One example to highlight the strength of policy co-production is in public housing, and how the state might go about improving accommodation facilities and tackling mounting incidences of crime on an estate.

The ‘traditional’ method for solving this policy problem goes something like this: bureaucrats sit in their departmental ivory tower, develop a list of urgent repairs based on limited advice, allocate budget for outsourced security, and then (passively) hand out enough dollars for the changes to be implemented

Yet, a genuine commitment to co-production yields a radically different way of solving this policy problem. A new approach would be to work hand-in-glove with the residents’ association on the estate, who could serve as a trusted intermediary between the state and individual residents. Working with the government, residents could decide the most effective way of spending the allocated resources to upgrade their housing facilities. They might also find ways of being able to lend a hand in the repairs, developing a sense of pride in their surroundings. The residents’ association could also facilitate a number of community forums to discuss the causes of crime on the estate (such as limited civic activities), and to then develop a series of estate-based programs funded by the government but implemented by the residents themselves.

The point being that co-production is not merely to consult more, but to actually involve users in the ongoing implementation of the policy.
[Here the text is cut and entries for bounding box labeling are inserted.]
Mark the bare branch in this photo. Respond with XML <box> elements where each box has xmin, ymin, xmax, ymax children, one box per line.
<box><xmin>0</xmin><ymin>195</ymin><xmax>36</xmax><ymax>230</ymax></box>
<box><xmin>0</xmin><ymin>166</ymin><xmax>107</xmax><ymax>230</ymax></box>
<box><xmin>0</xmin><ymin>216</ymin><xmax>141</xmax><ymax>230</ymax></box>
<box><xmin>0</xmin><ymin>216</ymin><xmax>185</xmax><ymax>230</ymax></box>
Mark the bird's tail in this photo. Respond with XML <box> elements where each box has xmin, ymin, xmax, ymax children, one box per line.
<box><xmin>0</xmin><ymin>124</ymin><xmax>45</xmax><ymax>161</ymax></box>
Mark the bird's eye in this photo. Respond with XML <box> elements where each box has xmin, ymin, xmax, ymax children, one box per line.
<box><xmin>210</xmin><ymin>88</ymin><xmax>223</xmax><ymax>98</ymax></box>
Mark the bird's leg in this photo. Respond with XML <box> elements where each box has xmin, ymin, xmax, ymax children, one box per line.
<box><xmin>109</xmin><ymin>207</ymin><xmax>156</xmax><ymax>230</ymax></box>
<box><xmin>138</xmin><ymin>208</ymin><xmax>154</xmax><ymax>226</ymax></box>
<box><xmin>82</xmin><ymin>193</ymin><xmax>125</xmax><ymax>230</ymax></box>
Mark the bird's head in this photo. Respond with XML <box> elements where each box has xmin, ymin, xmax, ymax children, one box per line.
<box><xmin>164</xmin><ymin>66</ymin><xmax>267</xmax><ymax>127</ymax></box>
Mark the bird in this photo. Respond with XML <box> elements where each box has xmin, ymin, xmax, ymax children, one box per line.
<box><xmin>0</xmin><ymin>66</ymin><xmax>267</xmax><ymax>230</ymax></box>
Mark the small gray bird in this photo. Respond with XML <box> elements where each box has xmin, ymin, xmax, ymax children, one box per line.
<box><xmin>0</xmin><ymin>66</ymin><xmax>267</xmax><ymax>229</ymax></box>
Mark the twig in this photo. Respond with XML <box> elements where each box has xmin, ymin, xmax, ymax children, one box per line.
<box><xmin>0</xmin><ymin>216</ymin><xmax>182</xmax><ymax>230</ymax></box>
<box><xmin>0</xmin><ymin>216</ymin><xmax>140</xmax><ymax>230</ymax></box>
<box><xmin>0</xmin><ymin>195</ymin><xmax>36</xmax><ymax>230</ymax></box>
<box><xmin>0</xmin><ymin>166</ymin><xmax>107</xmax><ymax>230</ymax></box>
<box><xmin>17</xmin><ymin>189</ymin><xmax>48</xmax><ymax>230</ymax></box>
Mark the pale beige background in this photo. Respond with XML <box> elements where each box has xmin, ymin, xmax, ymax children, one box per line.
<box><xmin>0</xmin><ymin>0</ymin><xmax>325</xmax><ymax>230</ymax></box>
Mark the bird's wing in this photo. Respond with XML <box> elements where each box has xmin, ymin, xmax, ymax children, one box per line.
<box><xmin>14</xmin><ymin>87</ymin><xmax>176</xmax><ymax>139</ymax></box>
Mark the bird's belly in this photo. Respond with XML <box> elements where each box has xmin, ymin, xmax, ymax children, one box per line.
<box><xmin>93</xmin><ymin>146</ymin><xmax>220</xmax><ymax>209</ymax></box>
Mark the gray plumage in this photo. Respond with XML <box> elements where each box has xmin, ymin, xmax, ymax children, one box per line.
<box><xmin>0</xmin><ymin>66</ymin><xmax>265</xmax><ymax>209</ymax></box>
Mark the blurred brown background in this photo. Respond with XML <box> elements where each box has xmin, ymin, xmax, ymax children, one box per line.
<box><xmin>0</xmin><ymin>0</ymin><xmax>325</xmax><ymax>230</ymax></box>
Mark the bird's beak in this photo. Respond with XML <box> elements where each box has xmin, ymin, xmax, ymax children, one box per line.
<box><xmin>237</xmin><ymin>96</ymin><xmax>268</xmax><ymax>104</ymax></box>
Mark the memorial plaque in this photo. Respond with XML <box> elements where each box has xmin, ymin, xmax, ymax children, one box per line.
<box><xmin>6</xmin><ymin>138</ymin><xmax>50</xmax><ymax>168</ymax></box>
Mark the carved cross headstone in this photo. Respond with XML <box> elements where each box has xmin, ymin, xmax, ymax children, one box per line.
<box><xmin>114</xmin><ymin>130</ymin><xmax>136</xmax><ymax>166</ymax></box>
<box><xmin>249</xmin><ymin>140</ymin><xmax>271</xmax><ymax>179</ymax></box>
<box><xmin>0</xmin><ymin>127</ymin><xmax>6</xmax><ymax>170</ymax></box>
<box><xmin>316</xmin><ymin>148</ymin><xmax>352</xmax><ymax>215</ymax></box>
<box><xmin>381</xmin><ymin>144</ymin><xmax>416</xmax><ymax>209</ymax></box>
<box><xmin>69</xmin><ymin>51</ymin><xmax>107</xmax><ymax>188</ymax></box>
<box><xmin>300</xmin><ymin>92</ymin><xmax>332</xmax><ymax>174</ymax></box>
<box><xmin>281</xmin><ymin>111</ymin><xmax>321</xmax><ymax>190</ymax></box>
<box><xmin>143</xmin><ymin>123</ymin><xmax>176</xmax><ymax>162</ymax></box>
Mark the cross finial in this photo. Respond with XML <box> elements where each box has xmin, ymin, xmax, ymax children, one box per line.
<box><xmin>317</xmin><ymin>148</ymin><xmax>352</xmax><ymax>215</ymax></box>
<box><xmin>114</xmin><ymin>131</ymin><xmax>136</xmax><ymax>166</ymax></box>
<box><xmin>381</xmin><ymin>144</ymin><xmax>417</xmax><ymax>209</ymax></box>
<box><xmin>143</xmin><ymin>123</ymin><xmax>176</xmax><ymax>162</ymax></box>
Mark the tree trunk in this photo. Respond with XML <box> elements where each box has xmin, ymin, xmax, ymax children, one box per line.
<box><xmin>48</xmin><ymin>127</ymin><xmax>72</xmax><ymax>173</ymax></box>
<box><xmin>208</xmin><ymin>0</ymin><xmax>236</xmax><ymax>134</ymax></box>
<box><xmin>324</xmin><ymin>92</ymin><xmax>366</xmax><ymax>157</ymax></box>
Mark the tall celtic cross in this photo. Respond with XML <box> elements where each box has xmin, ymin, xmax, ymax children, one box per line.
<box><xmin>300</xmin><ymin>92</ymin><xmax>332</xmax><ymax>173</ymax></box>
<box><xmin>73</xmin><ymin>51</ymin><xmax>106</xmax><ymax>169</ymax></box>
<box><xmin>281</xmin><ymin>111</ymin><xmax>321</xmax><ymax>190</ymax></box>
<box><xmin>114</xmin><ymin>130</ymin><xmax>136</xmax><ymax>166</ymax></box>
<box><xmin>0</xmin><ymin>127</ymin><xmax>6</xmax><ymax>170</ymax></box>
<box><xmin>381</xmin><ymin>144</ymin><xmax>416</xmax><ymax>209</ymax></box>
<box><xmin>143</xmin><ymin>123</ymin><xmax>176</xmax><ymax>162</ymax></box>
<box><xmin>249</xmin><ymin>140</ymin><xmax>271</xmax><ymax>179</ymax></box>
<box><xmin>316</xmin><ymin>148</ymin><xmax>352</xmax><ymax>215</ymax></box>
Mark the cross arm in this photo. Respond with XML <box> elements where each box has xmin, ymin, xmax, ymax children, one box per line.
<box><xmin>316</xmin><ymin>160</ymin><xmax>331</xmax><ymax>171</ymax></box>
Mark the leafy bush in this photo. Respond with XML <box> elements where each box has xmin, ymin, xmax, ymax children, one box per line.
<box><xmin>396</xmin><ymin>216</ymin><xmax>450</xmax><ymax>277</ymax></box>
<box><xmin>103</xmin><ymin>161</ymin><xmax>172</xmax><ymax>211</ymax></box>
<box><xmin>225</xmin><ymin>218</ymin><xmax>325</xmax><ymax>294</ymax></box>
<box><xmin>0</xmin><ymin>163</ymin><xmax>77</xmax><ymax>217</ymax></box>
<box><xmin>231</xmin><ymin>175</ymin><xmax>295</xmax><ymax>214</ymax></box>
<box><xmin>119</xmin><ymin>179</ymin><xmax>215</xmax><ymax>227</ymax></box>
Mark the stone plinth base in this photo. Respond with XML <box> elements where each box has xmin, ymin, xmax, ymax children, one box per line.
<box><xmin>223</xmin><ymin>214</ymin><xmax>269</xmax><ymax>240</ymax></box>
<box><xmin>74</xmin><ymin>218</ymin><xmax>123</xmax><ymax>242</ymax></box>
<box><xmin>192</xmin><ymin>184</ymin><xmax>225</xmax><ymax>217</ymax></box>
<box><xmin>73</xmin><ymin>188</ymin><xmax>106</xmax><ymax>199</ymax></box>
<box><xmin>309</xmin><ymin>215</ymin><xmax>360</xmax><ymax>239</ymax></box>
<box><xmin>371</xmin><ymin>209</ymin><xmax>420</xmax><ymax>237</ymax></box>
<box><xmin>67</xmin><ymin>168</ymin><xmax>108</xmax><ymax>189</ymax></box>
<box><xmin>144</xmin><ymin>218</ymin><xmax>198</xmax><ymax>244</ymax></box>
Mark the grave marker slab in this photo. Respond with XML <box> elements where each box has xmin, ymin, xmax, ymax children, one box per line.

By involving the users themselves, we don’t just understand their problems and solutions but we allow them to contribute to the policy goals through their everyday behaviours and choices. And when we blend this approach with a whole-of-government commitment that brings the right departments into the tent, we see that co-production can be a powerful way to achieve policy outcomes.

Of course, if we return to the paternalistic views of Baron Jay, it is clear that times have changed. While making the state more citizen-centric is far from the silver bullet, we see that we can improve the way we deliver democracy by allowing form to follow function when we think about government. And, in doing so, we may just realise that democracy is far too important to outsource along the way.